Design Motivation: Distillation over large amounts of unlabeled video enables the RGB student to acquire visual representations complementary to the graph model, while eliminating dependence on pose estimation.

Loss & Training

  • Joint training of event-type classification and event localization
  • Foreground class loss weight increased by 5× (event frames account for <3%; severe class imbalance)
  • AdamW optimizer with cosine annealing
  • UMEG-Net: 50 epochs, lr = 0.001; distillation: 50 epochs, lr = 0.0001

Key Experimental Results

Main Results

F1/Edit score comparison under the 100-clip few-shot setting:

Method F3Set F1 ShuttleSet F1 FineGym F1 FigureSkating F1 SoccerNet F1
E2E-Spot_800MF 13.3 54.6 53.1 42.7 43.1
F3ED 15.3 55.1 52.1 34.4 34.5
BlockGCN 18.3 59.4 49.1 48.2 43.3
UMEG-Net 31.7 64.0 54.4 49.6 44.8
UMEG-Net_distill 40.7 69.0 61.2 56.2 50.8

UMEG-Net achieves consistent improvements over all baselines on all five datasets.

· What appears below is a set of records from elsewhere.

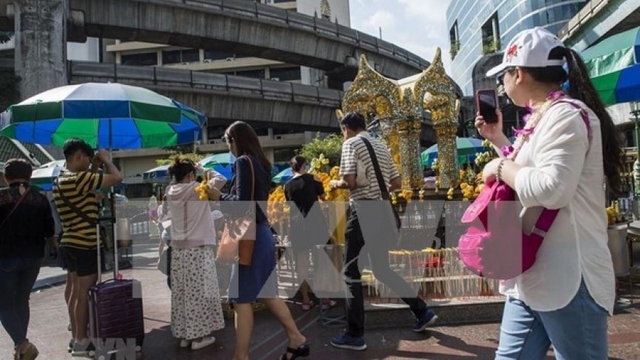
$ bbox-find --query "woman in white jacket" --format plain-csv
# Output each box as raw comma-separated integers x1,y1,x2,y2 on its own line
476,28,622,360
167,157,226,350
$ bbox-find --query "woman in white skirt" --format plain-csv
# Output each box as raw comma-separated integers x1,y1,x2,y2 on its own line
167,157,226,350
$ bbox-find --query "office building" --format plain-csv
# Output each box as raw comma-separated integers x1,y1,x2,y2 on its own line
447,0,587,96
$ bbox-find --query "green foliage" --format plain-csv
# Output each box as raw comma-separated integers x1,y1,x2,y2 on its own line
156,152,208,166
298,134,344,167
0,69,20,112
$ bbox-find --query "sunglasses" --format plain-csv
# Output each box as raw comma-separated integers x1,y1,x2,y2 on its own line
496,68,516,86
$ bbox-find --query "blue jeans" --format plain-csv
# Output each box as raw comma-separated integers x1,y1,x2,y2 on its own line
0,258,42,347
496,281,609,360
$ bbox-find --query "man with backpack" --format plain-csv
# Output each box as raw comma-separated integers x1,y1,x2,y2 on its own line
330,113,438,350
53,139,122,356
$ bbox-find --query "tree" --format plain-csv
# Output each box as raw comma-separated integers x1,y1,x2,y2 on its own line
299,134,344,167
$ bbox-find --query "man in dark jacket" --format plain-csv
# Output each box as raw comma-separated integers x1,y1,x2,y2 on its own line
0,159,57,359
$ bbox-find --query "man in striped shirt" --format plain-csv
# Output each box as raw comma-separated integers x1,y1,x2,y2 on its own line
330,113,438,350
53,139,122,356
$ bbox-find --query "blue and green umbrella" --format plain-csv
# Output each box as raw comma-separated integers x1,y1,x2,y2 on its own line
31,161,65,191
581,27,640,105
0,83,206,149
420,138,486,166
271,167,295,184
200,153,236,180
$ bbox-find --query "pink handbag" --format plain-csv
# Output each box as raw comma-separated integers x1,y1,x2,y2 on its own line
458,100,591,280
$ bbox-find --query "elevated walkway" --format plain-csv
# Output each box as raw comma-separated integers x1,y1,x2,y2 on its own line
0,0,460,85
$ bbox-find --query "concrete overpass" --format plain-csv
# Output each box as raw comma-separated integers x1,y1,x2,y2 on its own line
67,61,436,145
0,0,450,81
67,61,343,131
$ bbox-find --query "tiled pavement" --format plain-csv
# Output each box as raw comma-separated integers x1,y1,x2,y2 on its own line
5,243,640,360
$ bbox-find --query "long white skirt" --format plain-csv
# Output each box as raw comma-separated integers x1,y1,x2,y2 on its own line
171,246,224,340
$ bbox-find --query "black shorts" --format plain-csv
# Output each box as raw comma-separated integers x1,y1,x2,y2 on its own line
62,246,98,276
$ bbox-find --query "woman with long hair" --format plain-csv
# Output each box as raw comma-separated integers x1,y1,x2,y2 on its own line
284,155,336,311
475,28,623,360
210,121,310,360
167,156,226,350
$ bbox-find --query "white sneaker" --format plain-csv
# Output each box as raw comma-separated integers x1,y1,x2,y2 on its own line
191,336,216,350
180,339,191,349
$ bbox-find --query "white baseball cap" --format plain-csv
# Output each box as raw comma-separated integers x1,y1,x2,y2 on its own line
487,27,565,76
211,210,224,220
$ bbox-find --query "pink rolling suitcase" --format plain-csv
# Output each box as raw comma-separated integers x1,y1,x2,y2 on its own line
88,222,145,360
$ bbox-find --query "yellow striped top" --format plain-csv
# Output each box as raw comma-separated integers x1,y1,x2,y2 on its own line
53,171,102,250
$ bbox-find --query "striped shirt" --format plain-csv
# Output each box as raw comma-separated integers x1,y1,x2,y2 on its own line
340,132,400,200
53,171,102,250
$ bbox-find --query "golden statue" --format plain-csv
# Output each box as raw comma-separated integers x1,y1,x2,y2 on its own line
336,48,460,190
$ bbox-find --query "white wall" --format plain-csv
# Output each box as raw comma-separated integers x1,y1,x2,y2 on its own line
67,38,100,62
0,38,100,62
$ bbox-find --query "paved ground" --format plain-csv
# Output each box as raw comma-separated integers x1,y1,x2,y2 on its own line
0,240,640,360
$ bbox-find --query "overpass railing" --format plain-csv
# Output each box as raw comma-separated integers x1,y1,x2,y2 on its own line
124,0,429,70
67,61,343,109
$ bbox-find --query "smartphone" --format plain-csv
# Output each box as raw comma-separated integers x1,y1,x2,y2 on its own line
476,89,498,123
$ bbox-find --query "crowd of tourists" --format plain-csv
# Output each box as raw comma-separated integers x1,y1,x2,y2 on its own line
0,28,622,360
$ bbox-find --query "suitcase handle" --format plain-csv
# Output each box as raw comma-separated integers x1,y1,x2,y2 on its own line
96,215,119,283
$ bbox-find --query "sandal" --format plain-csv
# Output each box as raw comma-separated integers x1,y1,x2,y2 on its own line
300,300,315,311
13,341,39,360
280,344,311,360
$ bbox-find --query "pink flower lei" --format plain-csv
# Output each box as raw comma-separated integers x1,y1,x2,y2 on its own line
500,90,565,156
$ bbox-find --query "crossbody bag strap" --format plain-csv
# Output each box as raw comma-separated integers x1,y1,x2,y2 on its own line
233,155,256,214
532,99,592,238
0,187,31,229
360,136,389,200
247,155,256,202
56,178,98,226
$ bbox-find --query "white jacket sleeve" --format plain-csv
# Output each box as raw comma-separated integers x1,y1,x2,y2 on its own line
515,104,589,209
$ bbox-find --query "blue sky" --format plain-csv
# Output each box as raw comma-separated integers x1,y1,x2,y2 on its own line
349,0,451,72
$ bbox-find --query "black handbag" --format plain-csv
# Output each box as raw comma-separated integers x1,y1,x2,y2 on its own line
360,136,402,229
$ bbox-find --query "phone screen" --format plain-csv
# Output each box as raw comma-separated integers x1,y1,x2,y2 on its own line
477,90,498,123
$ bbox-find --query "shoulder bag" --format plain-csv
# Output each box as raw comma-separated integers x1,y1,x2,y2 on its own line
216,156,256,266
458,100,591,280
0,187,31,229
362,137,402,229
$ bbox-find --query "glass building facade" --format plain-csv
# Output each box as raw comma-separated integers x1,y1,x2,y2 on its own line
447,0,587,96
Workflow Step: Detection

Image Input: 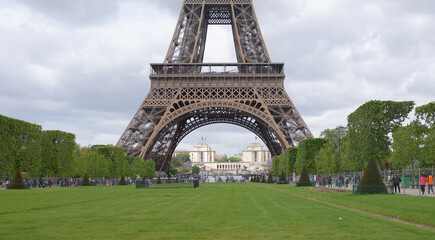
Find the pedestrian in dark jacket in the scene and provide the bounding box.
[392,174,402,193]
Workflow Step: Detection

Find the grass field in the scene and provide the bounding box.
[0,183,435,239]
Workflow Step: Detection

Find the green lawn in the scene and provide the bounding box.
[267,184,435,227]
[0,183,434,239]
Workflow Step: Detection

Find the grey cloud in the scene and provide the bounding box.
[17,0,119,27]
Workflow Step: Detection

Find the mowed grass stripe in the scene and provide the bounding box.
[263,184,435,229]
[0,183,433,239]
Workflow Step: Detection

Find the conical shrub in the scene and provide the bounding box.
[357,157,387,194]
[82,173,91,186]
[119,175,127,185]
[267,172,275,183]
[11,168,26,189]
[278,171,287,184]
[296,166,313,187]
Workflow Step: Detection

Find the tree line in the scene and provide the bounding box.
[272,101,435,175]
[0,115,155,178]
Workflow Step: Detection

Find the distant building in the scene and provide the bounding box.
[189,143,216,163]
[189,143,271,174]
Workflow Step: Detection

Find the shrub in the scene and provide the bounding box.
[119,175,127,185]
[82,173,91,186]
[11,168,26,189]
[278,171,287,184]
[357,157,387,194]
[261,175,266,183]
[267,172,275,183]
[296,166,313,187]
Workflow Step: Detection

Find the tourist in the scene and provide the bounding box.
[426,173,434,194]
[392,174,402,193]
[420,173,427,195]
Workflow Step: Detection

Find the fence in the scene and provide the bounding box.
[304,168,435,195]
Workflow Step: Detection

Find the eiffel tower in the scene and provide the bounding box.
[117,0,312,171]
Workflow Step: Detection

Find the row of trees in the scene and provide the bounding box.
[272,101,435,175]
[0,115,159,178]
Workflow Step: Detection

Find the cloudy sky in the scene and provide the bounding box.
[0,0,435,155]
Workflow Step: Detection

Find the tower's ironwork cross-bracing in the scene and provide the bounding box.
[117,0,312,170]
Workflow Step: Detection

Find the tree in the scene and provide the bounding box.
[267,172,275,183]
[82,173,91,186]
[192,166,201,174]
[391,121,424,169]
[347,101,414,170]
[278,171,287,184]
[11,168,26,189]
[0,115,41,176]
[97,146,125,177]
[41,131,76,177]
[119,175,127,185]
[320,126,347,153]
[297,166,313,187]
[415,101,435,168]
[358,157,387,194]
[295,138,328,173]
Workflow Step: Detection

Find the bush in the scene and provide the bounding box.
[82,173,91,186]
[296,166,313,187]
[278,171,287,184]
[357,157,387,194]
[11,168,26,189]
[119,175,127,185]
[267,172,275,183]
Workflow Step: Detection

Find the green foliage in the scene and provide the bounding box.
[314,143,337,173]
[82,173,91,186]
[41,131,76,177]
[421,129,435,168]
[297,166,313,187]
[267,172,275,183]
[347,101,414,170]
[192,166,201,174]
[320,126,347,153]
[119,175,127,185]
[272,148,298,176]
[415,101,435,129]
[11,168,26,189]
[358,157,387,194]
[278,171,287,184]
[295,138,328,173]
[0,115,41,176]
[97,146,126,177]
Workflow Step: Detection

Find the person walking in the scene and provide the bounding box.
[420,173,427,195]
[392,174,402,193]
[426,173,434,194]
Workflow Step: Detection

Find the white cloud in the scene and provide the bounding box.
[0,0,435,155]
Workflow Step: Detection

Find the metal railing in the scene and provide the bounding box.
[150,63,284,76]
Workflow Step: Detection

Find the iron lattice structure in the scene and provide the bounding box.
[117,0,312,171]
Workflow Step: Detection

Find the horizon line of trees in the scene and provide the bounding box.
[272,100,435,175]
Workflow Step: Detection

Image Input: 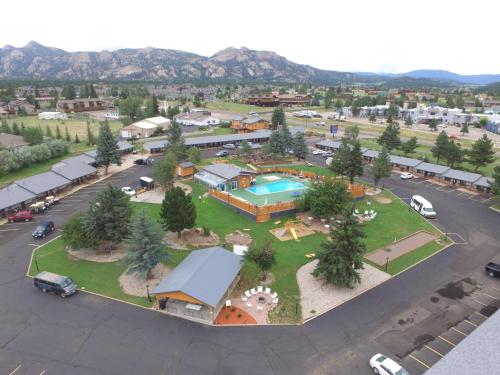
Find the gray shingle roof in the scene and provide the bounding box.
[425,310,500,375]
[203,164,247,180]
[389,155,422,167]
[16,171,71,195]
[152,247,242,307]
[0,184,35,210]
[441,169,483,182]
[417,162,450,175]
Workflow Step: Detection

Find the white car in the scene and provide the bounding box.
[401,172,415,180]
[122,186,135,197]
[370,353,410,375]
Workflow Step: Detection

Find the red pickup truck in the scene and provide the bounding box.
[7,211,33,223]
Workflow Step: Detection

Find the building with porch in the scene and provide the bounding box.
[152,246,243,324]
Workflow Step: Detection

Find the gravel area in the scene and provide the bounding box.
[297,260,391,320]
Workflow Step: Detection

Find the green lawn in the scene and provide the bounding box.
[7,116,123,141]
[0,143,93,187]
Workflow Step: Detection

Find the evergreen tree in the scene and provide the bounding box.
[460,122,469,135]
[245,241,276,280]
[83,184,132,247]
[431,130,450,164]
[271,106,286,130]
[188,147,201,164]
[45,125,54,138]
[123,209,170,280]
[467,134,495,171]
[96,121,122,175]
[313,207,366,288]
[377,123,401,152]
[446,141,464,168]
[372,147,392,190]
[292,132,307,160]
[160,187,196,238]
[345,141,363,184]
[87,120,96,146]
[401,137,418,156]
[153,152,177,190]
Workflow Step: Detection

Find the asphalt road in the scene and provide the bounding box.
[0,151,500,374]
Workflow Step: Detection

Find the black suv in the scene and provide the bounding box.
[32,220,54,238]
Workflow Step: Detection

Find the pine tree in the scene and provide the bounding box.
[292,132,307,160]
[377,123,401,152]
[313,207,366,288]
[96,121,121,175]
[83,184,132,243]
[431,130,450,164]
[467,134,495,171]
[160,187,196,238]
[372,147,392,190]
[45,125,54,138]
[123,209,170,280]
[64,126,71,142]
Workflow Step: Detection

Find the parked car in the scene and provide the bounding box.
[484,255,500,277]
[370,353,410,375]
[401,172,415,180]
[34,271,77,298]
[410,195,436,218]
[122,186,136,197]
[7,211,33,223]
[31,220,55,238]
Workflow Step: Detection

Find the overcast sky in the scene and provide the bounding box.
[0,0,500,74]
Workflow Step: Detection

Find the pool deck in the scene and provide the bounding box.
[231,173,307,206]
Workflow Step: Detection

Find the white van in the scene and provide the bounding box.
[410,195,436,218]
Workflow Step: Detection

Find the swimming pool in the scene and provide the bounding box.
[246,180,306,195]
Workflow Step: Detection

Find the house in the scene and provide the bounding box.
[151,247,242,323]
[175,111,220,126]
[38,112,68,120]
[0,133,28,150]
[176,161,195,177]
[120,116,170,138]
[231,117,269,133]
[57,99,106,113]
[194,164,254,191]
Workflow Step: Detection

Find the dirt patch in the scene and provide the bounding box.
[118,263,170,297]
[224,230,252,246]
[365,231,436,266]
[163,228,220,250]
[67,245,127,263]
[375,196,392,204]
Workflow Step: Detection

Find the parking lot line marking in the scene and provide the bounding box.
[436,336,457,346]
[451,327,467,337]
[464,319,479,327]
[424,345,444,358]
[9,364,22,375]
[408,354,431,369]
[471,298,488,306]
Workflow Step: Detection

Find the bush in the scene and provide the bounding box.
[62,213,97,249]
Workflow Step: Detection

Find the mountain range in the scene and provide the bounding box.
[0,41,500,87]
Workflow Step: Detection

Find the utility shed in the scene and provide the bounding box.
[152,246,242,323]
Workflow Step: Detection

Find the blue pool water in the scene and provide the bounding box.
[247,180,306,195]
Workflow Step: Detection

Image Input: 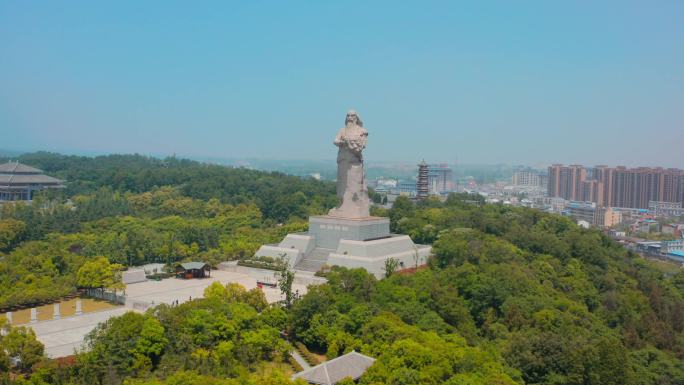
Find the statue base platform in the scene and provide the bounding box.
[255,215,431,278]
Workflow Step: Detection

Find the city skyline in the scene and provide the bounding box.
[0,1,684,167]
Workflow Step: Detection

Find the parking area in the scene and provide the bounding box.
[126,270,306,305]
[27,270,306,358]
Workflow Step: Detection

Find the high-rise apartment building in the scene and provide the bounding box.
[416,161,430,199]
[428,163,456,194]
[547,164,684,209]
[511,170,547,187]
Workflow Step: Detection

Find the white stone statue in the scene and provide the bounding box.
[328,110,370,218]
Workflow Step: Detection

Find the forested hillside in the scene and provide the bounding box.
[0,157,684,385]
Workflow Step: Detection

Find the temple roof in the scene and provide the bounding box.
[0,162,43,174]
[293,351,375,385]
[0,162,62,187]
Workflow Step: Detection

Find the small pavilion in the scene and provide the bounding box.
[176,262,211,279]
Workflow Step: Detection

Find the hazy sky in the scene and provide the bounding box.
[0,0,684,168]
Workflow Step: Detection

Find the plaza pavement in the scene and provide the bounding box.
[31,270,306,358]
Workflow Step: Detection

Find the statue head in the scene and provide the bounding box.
[344,110,363,127]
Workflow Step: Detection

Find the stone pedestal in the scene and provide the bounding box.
[309,215,390,249]
[256,215,431,278]
[76,298,83,315]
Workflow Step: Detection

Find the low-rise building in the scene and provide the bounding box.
[0,162,64,202]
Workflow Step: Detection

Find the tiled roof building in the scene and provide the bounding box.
[0,162,64,201]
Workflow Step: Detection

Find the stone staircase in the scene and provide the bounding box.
[295,247,335,273]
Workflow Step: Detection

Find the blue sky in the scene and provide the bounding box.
[0,0,684,168]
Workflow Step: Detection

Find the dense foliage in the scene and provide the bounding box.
[0,154,684,385]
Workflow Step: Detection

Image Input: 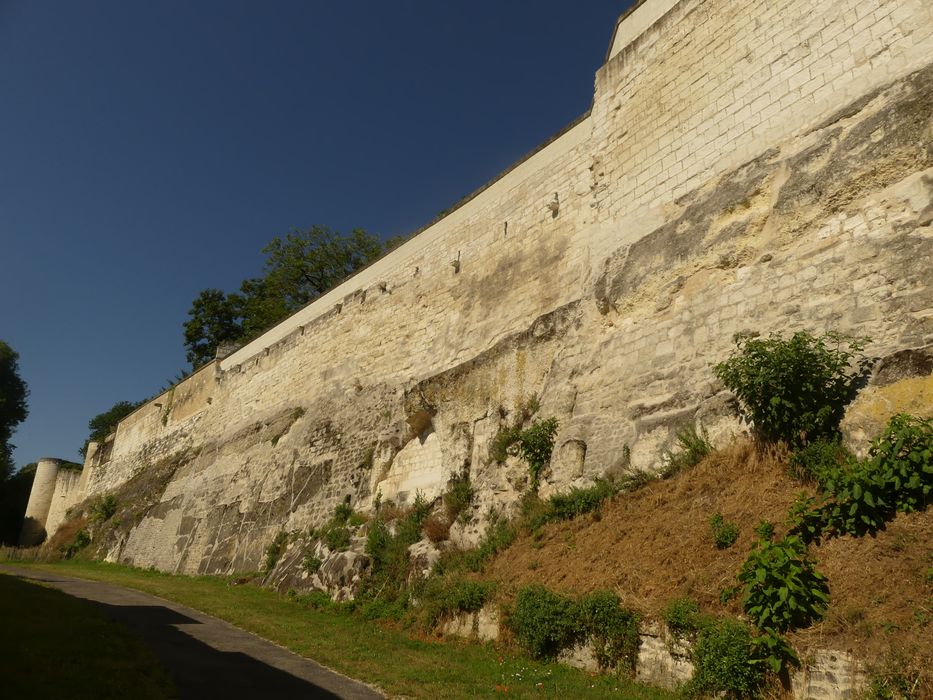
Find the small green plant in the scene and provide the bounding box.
[755,520,774,542]
[790,414,933,542]
[509,585,582,659]
[687,619,762,698]
[862,650,923,700]
[661,425,713,479]
[709,513,739,549]
[738,535,829,632]
[323,525,350,552]
[489,425,522,464]
[578,591,639,674]
[548,479,616,520]
[661,598,704,637]
[715,331,867,447]
[517,417,558,489]
[334,501,353,523]
[90,493,119,523]
[264,530,288,572]
[788,437,852,484]
[415,576,495,631]
[61,528,91,559]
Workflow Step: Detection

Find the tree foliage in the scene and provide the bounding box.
[79,401,142,457]
[0,340,29,482]
[184,225,388,367]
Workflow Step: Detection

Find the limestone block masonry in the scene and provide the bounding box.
[19,457,61,547]
[30,0,933,596]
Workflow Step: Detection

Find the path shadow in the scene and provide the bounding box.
[85,599,340,700]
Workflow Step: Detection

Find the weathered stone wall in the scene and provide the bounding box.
[34,0,933,573]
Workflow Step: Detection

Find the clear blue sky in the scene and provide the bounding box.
[0,0,631,466]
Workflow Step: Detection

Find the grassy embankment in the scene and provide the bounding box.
[0,575,178,700]
[1,559,677,699]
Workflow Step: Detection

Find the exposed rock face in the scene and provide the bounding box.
[27,0,933,584]
[841,346,933,457]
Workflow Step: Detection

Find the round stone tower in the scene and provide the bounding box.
[19,457,62,547]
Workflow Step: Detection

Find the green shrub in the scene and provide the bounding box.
[508,585,583,659]
[867,413,933,513]
[578,591,639,674]
[688,620,762,698]
[709,513,739,549]
[715,331,866,446]
[791,414,933,542]
[444,474,473,523]
[334,501,353,523]
[90,493,119,523]
[661,598,704,637]
[489,425,522,464]
[738,535,829,632]
[324,525,350,552]
[415,576,495,631]
[60,529,91,559]
[264,530,288,571]
[548,479,616,520]
[363,493,431,600]
[788,437,852,484]
[516,417,558,489]
[661,425,713,479]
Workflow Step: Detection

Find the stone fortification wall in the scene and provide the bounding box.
[34,0,933,572]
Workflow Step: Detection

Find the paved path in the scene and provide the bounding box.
[0,566,383,700]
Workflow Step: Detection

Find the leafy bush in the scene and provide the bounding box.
[791,414,933,542]
[578,591,639,673]
[739,535,829,632]
[334,501,353,523]
[788,437,852,484]
[508,585,639,671]
[661,425,713,479]
[509,585,582,659]
[548,479,616,520]
[755,520,774,542]
[264,530,288,571]
[423,515,450,544]
[715,331,866,446]
[90,493,119,523]
[323,524,350,552]
[489,425,522,464]
[444,474,473,523]
[709,513,739,549]
[661,598,703,637]
[688,620,762,698]
[868,413,933,513]
[516,417,558,489]
[416,576,495,630]
[363,493,431,600]
[61,529,91,559]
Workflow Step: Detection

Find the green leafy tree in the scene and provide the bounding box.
[79,401,140,457]
[716,331,867,447]
[184,226,386,367]
[262,225,384,312]
[184,289,243,367]
[0,340,29,482]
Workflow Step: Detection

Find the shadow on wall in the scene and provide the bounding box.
[19,516,46,547]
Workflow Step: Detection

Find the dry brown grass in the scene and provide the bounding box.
[476,441,933,685]
[488,441,806,614]
[40,515,88,561]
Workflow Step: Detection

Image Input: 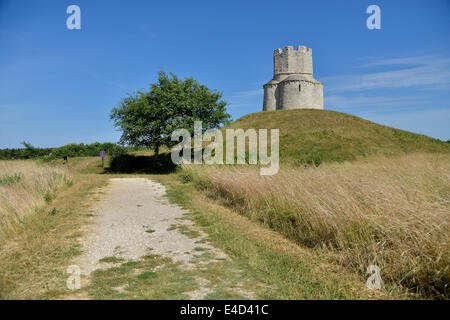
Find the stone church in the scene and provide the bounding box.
[263,46,323,111]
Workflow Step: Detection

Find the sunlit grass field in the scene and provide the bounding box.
[0,160,72,239]
[183,154,450,297]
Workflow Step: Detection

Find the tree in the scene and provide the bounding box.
[110,71,230,154]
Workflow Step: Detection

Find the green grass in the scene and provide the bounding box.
[224,110,450,164]
[0,173,23,186]
[149,175,384,299]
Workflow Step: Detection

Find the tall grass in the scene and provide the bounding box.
[0,160,72,240]
[184,154,450,298]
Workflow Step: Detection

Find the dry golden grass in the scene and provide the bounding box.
[184,154,450,297]
[0,160,72,240]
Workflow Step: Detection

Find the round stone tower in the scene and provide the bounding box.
[263,46,323,111]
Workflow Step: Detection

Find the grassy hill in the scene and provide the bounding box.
[226,110,450,164]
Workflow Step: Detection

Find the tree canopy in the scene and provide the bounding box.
[110,71,230,154]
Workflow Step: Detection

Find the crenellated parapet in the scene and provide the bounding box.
[273,46,313,76]
[263,46,323,111]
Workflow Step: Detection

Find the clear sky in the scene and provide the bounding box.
[0,0,450,148]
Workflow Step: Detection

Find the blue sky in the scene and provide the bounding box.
[0,0,450,148]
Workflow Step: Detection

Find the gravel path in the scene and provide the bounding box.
[78,178,227,276]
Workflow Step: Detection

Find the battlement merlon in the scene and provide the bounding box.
[273,46,313,78]
[273,46,312,56]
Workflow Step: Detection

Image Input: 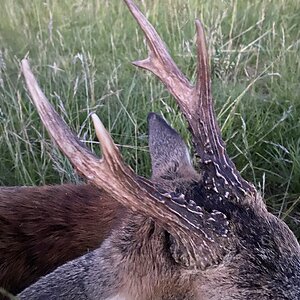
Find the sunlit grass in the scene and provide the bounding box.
[0,0,300,237]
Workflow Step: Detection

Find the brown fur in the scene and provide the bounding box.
[0,184,123,293]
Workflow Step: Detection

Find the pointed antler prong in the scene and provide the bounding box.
[21,59,230,267]
[124,0,256,201]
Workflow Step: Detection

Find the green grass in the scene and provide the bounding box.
[0,0,300,236]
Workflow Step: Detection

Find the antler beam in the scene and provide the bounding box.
[124,0,256,201]
[22,59,228,267]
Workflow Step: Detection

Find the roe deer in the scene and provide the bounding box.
[19,0,300,300]
[0,113,199,299]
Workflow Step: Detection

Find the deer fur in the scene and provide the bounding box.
[19,114,300,300]
[19,0,300,300]
[19,113,204,299]
[0,184,122,293]
[0,113,199,299]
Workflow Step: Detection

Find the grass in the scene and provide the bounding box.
[0,0,300,237]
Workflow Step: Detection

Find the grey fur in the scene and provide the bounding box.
[19,114,300,300]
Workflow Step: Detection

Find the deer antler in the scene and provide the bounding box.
[124,0,256,206]
[22,59,229,268]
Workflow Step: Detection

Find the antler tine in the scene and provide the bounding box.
[124,0,256,199]
[21,59,229,264]
[124,0,193,111]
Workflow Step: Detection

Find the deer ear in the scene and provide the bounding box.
[148,113,196,180]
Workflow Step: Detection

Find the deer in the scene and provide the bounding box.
[0,113,199,299]
[18,0,300,300]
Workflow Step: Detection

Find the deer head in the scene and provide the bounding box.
[20,0,300,300]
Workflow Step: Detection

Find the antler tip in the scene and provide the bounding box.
[91,113,116,156]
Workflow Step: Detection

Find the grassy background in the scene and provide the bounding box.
[0,0,300,237]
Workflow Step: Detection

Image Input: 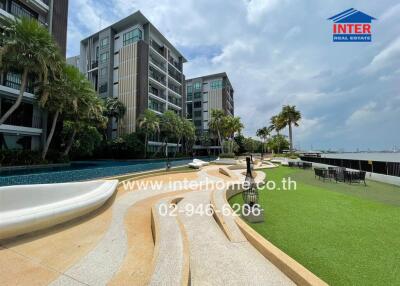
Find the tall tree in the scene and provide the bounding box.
[104,97,126,122]
[64,84,107,155]
[269,114,285,153]
[222,116,244,153]
[138,109,160,158]
[208,109,226,150]
[38,63,81,159]
[280,105,301,152]
[0,17,60,124]
[182,118,196,154]
[256,127,271,153]
[154,110,180,157]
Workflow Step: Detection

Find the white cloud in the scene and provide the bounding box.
[68,0,400,151]
[364,37,400,73]
[244,0,283,24]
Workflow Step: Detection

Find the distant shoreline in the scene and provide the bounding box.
[321,152,400,163]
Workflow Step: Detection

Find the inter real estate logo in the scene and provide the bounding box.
[328,8,376,42]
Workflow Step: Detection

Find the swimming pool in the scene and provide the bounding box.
[0,159,205,186]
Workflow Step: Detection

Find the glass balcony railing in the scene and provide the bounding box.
[149,67,166,85]
[149,85,166,99]
[150,39,164,56]
[168,64,182,83]
[168,56,182,71]
[148,99,165,113]
[168,96,182,106]
[150,56,165,71]
[168,83,182,95]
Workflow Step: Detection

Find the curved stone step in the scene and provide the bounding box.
[149,198,189,286]
[178,191,294,285]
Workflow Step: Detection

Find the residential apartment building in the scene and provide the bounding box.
[0,0,68,150]
[186,72,234,140]
[74,11,186,138]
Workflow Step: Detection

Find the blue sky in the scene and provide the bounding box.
[67,0,400,151]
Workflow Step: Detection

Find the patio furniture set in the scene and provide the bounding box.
[289,162,312,169]
[314,167,367,186]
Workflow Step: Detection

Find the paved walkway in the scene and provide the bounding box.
[179,191,294,286]
[0,166,294,286]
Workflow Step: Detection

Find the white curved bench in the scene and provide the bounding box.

UMEG-Net_distill yields average gains of +5.8% F1 and +6.7% Edit.

Ablation Study

Effect of graph entity composition:

Graph Configuration F3Set F1 F3Set Edit ShuttleSet F1
pose×N 23.9 47.4 61.5
pose×N + court 26.1 46.7 61.5
pose×N + ball 30.2 48.1 62.5
pose×N + ball + court 31.7 49.2 64.0

Temporal module configuration:

\(\Delta\) Configuration FineGym F1 FigureSkating F1
{1} 50.3 36.8
{1, 2} 49.8 45.3
{1, 2, 4} 54.4 49.6

Full-supervision comparison: UMEG-Net remains competitive in the fully supervised setting, surpassing E2E-Spot on 3 out of 5 datasets.

Key Findings

  1. Ball information contributes most (F1 +6.3), followed by court information (+2.2).
  2. UMEG-Net has only 2.2M parameters — the fewest among all methods while achieving the best performance.
  3. Distillation substantially outperforms self-supervised contrastive pretraining (F3Set F1: 40.7 vs. 29.1).
  4. The k-clip setting is more practically reasonable than conventional k-shot.

Highlights & Insights

  1. Precise problem formulation: Few-shot PES is a real and important problem, as frame-level annotation is extremely costly.
  2. k-clip is more reasonable than k-shot: Sports events are very short, densely occurring, and multi-class; k-clip better reflects practical annotation scenarios.
  3. Parameter-free temporal module: Zero-parameter-cost replacement for multi-scale temporal convolution, reducing overfitting in few-shot settings.
  4. Distillation leverages unlabeled data: An elegant use of in-domain data.

Limitations & Future Work

  1. Dependence on keypoint detection quality (though the distilled version does not require it).
  2. Person–ball connection designs require manual specification, lacking generalizability.
  3. Relatively smaller gains in multi-person scenarios (SoccerNet).
  4. UMEG-Net_distill employs VideoMAEv2 (67.8M parameters), far larger than the teacher (2.2M).
  • E2E-Spot / T-DEED / F3ED: Representative RGB end-to-end PES methods.
  • BlockGCN / STGCN++: Skeleton-based action recognition methods.
  • TSM: Source of inspiration for the temporal shift module.
  • Hong et al.: Pioneer work on pose-to-RGB distillation in figure skating.

Rating

  • Novelty: ⭐⭐⭐⭐ — The unified multi-entity graph and parameter-free temporal shifting represent solid contributions.
  • Experimental Thoroughness: ⭐⭐⭐⭐⭐ — Five datasets, comprehensive ablations, and multiple k-clip settings.
  • Writing Quality: ⭐⭐⭐⭐ — Problem formulation is clear and analysis is thorough.
  • Value: ⭐⭐⭐⭐⭐ — The few-shot setting directly addresses practical annotation cost challenges.